Kerstin Schröer, Teilnehmerin Ausbildung Wanderreiseleiter Wildniswandern, 2024

Praxis während der Ausbildungstour: Standortbestimmung mit Hilfe der Kreuzpeilung © Susanne Blech

Into the wild and back again – Zusammenarbeit mit der Waldläufer Wildnisschule

Die Waldläufer Wildnisschule bietet sowohl auf ihren Touren als auch in ihren Ausbildungen einen tiefgründig-durchdachten, ideologiefreien und liebevollen Weg zu mehr Wildnisbezug und Gemeinschaftserleben in der Natur.

Mit Jens und Bettina, den sympathischen Gründern, verbindet mich eine langjährige, vertrauensvolle Zusammenarbeit. Sei es in der gemeinsamen, synergetischen Veranstaltungsleitung oder im kreativen Austausch, es herrscht immer ein besonderer Team-Flow und eine ehrliche Freude am Miteinander. Während Corona habe ich bei der spontanen Entwicklung einer Online-Variante der Mensch in Auswilderung unterstützt und durfte Spiegel und Impulsgeber sein für Übungen zu den Themen Wahrnehmung und Bewegung im Gelände, Kenntnisse über natürliche Zusammenhänge, Kreativität, Intuition, Zugehörigkeit und Verbundenheit.

Ob als verbindliches Leitungs-Team in der Ausbildung von Outdoor-Guides oder im freien, kreativen und projektbezogenen Austausch, die Zusammenarbeit mit Susanne war und ist für mich immer wieder sehr bereichernd, inspirierend und wertvoll.

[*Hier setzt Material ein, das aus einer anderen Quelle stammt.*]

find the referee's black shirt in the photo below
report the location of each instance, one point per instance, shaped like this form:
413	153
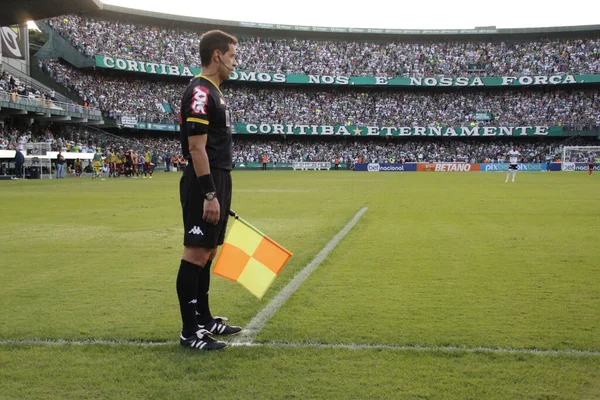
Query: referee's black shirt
204	112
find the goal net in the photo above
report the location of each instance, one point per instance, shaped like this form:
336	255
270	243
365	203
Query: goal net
580	153
38	164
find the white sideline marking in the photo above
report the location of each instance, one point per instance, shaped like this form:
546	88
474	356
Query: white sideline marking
263	316
316	345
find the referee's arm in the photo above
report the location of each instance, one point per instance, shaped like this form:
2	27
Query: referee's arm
211	208
198	152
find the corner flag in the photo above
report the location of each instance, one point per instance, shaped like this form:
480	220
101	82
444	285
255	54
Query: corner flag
250	258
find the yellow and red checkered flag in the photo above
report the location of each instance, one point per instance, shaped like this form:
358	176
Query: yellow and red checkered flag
250	258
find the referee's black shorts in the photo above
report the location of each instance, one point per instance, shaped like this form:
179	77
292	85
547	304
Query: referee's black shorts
198	232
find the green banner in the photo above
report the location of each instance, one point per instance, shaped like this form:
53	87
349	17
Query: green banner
352	130
264	77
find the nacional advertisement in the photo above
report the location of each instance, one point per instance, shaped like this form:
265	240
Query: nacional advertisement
144	67
571	167
377	167
448	167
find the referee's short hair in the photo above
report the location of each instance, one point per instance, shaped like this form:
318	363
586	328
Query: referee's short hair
214	40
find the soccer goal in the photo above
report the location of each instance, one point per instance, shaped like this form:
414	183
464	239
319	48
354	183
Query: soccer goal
579	153
37	161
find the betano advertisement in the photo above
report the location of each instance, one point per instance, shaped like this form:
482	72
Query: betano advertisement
454	167
466	167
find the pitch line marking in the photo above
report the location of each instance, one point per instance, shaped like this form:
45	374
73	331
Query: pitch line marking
315	345
258	322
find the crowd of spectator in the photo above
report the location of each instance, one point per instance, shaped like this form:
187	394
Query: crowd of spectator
286	150
337	57
146	100
13	86
117	96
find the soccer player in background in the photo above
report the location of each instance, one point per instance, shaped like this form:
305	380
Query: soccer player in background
205	189
97	165
591	161
147	163
513	160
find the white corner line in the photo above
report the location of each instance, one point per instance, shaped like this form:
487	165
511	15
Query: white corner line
261	318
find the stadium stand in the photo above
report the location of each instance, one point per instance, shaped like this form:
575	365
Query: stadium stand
152	101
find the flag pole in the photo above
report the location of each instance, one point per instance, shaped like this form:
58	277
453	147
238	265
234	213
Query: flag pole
248	224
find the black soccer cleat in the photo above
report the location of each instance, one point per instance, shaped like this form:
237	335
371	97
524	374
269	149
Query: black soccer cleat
217	327
201	340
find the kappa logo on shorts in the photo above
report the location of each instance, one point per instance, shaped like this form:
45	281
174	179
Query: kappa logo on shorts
196	231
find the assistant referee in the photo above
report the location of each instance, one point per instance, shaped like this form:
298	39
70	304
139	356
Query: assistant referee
205	189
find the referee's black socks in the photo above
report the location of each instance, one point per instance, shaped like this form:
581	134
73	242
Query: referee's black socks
187	292
203	314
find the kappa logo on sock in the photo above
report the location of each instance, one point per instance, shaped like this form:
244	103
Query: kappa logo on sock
196	231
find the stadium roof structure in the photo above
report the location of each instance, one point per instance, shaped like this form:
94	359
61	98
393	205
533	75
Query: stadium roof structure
20	11
109	10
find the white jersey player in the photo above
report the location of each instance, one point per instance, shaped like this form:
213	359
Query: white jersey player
513	163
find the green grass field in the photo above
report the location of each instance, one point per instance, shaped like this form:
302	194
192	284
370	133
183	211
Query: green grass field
438	261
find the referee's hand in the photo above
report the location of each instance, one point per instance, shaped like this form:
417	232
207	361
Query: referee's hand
212	211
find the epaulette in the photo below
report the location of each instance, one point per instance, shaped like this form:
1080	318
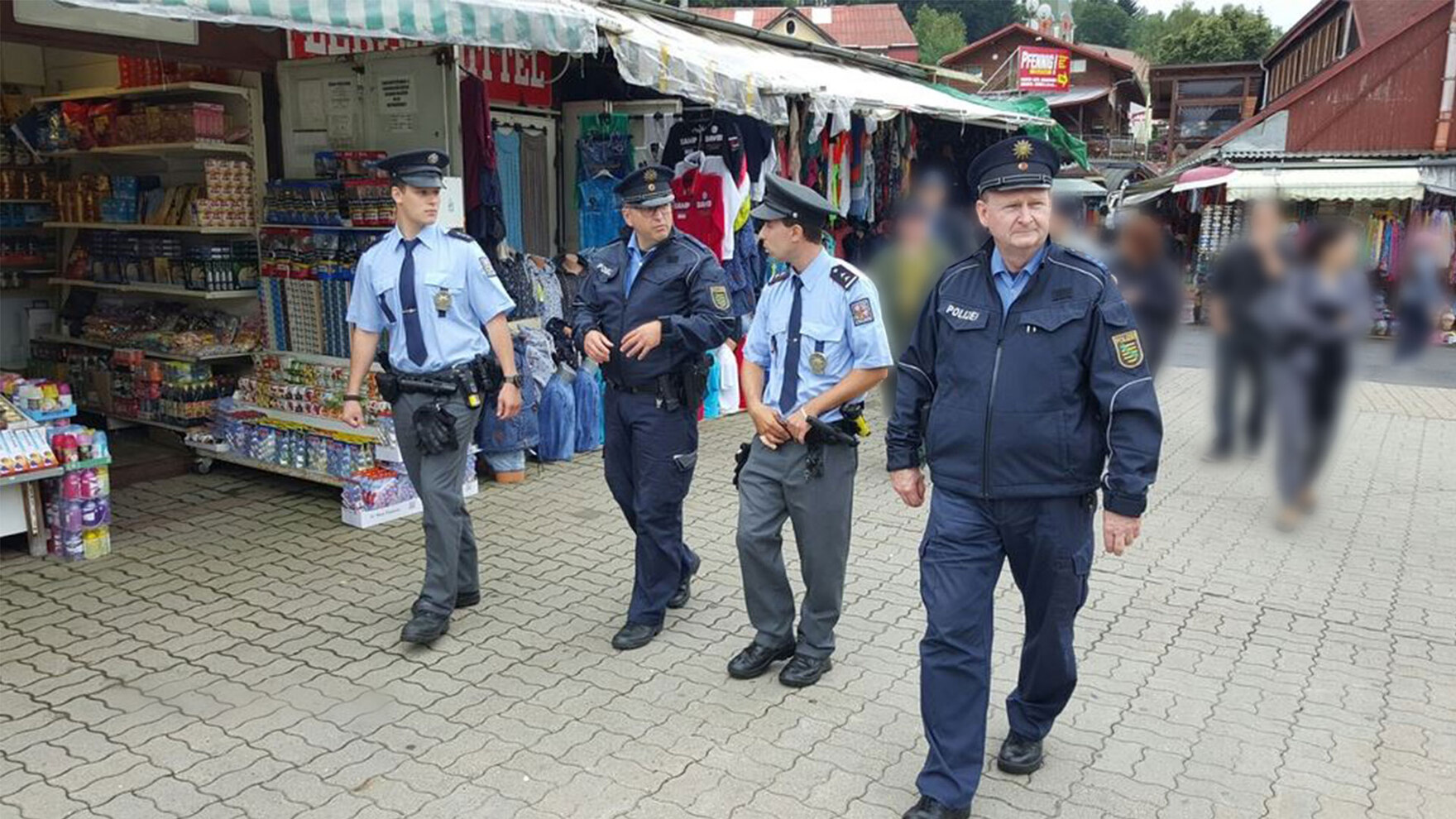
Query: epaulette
843	275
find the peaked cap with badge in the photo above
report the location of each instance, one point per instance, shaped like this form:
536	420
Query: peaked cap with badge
1013	165
647	187
417	168
789	200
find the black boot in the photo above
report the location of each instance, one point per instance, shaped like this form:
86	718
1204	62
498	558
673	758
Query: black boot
635	635
425	627
1019	755
931	809
756	659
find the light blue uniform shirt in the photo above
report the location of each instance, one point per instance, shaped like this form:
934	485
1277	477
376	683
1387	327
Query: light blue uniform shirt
842	323
446	266
635	260
1009	285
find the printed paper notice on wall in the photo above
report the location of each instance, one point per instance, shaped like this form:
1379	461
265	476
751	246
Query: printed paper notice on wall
396	95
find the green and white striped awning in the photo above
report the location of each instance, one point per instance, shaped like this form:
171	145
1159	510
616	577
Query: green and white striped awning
545	25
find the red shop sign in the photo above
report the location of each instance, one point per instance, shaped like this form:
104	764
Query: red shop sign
1043	69
511	78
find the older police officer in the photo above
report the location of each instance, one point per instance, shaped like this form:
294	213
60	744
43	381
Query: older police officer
816	344
1024	381
654	304
434	292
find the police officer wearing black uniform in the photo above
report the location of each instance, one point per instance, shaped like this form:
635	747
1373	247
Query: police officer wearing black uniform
651	308
444	309
1027	390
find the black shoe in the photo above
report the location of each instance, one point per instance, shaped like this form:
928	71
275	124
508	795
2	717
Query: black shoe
931	809
1019	755
685	589
756	659
802	671
635	635
425	627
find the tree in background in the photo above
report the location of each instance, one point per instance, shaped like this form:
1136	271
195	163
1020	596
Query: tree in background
1191	36
938	32
1103	22
1231	34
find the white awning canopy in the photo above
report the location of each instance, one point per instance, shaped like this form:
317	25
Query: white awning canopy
740	74
545	25
1388	183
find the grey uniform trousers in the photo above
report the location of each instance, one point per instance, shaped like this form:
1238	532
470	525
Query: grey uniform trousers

Durch ihre Kombination aus fachlicher Kompetenz, produktiver Energie und einer Freude am Menschen entsteht eine einzigartige und potenzialgeladene Dynamik, die ich sehr schätze.

Jens Schwarzenbolz, Gründer der Waldläufer Wildnisschule, 2024

Am Rande der Komfortzone – Lead-Guide und Tourkonzeption für Touren mit Rucksackbooten

Wildwassertouren mit Rucksackbooten, das bedeutet Minimalismus zugunsten entlegener Flussabenteuer, die Auseinandersetzung mit der eigenen Komfortzone und neue Erfahrungshorizonte. Das Rucksackgewicht für eine Woche Trekking samt Boot liegt schnell bei 26 Kilo und mehr, aber es ist es wert. Ich habe Packrafting über das Spezialreiseunternehmen LWA kennen und lieben gelernt. Für die vielen Erfahrungen und Eindrücke, die ich als Guide für Ein- und Mehrtagestouren sammeln durfte und für die besonderen Menschen, die ich auf diesem Wege getroffen habe, bin ich dankbar. Ich habe Unterwegs-Erfahrungen mit diversen Gruppen gesammelt, viel von anderen und über mich selbst gelernt, durfte an den Herausforderungen wachsen und habe zwei ambitionierte Touren im Wildwasser II-III konzipiert, gescoutet und erstdurchgeführt. Eine in den Schmelzwasser gespeisten Flüssen des Bayerwalds, die andere auf den zwei südalbanischen, malerischen Flüssen Osum und Vjosa, die zum ersten Wildflussnationalpark auserkoren wurde. All dem liegt der Wunsch zugrunde, eindrückliche Erfahrungen zu ermöglichen und Tourteilnehmende mit den Menschen vor Ort in persönlichen Austausch zu bringen. Ganz im Sinne eines nachhaltigen, sanften Tourismus.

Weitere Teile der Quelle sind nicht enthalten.